The devices on the ModBus can be autodetected by reading input registers 1000-1039:
|Register|description|Value|
|-|-|-|
|1000-1003 | DefineSensorSerial (unique value)| 0x4D45 followed by index. The index starts at 0x0 0x0 0x0 and is incremented for every unique device|
|1004 | Sensor Type (specifies sensor type)| See Type table|
|1005 | Sensor Version|any|
|1006-1025 | Human readable description of sensor| Every register holds two ASCII values, one in the MSByte and the other in the LSByte for a total of 40 characters.
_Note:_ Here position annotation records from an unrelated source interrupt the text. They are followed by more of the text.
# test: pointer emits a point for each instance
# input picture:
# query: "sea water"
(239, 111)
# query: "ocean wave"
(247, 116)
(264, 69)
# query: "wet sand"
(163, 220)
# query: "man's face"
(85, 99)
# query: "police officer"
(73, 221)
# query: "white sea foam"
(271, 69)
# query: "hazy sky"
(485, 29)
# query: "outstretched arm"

|1026 | Number of available input registers|1-999|
|1027 | Number of available holding registers|0-999|
|1028 | Number of available coil registers|1-999|
|1029 | Number of available contact registers|0-999|
|Type|Description|
|-|-|
|0x01|Dual temperature sensor|
|0x02|Weather station MK1|
## Watchdog
All devices have at least one Coil Register: the watchdog at address 0. The client software has to toggle this register at least once per minute in order to reset the watchdog. If the client fails to reset the watchdog in time or the server firmware has crashed, the device will hardware reset itself.
## Main controller
All sensors are connected via an RS485 bus to the main controller, the client. This unit collects the sensor data and publishes the data on a tcp/ip network via MQTT and a web interface. This unit can also function as a data logger. The data logger data can be accessed via a simple API.
All sensors are connected via an RS485 bus to the main controller, the client. This unit collects the sensor data and publishes the data on a local MQTT broker and a web interface. This unit can also function as a data logger. The data logger data can be accessed via a simple API.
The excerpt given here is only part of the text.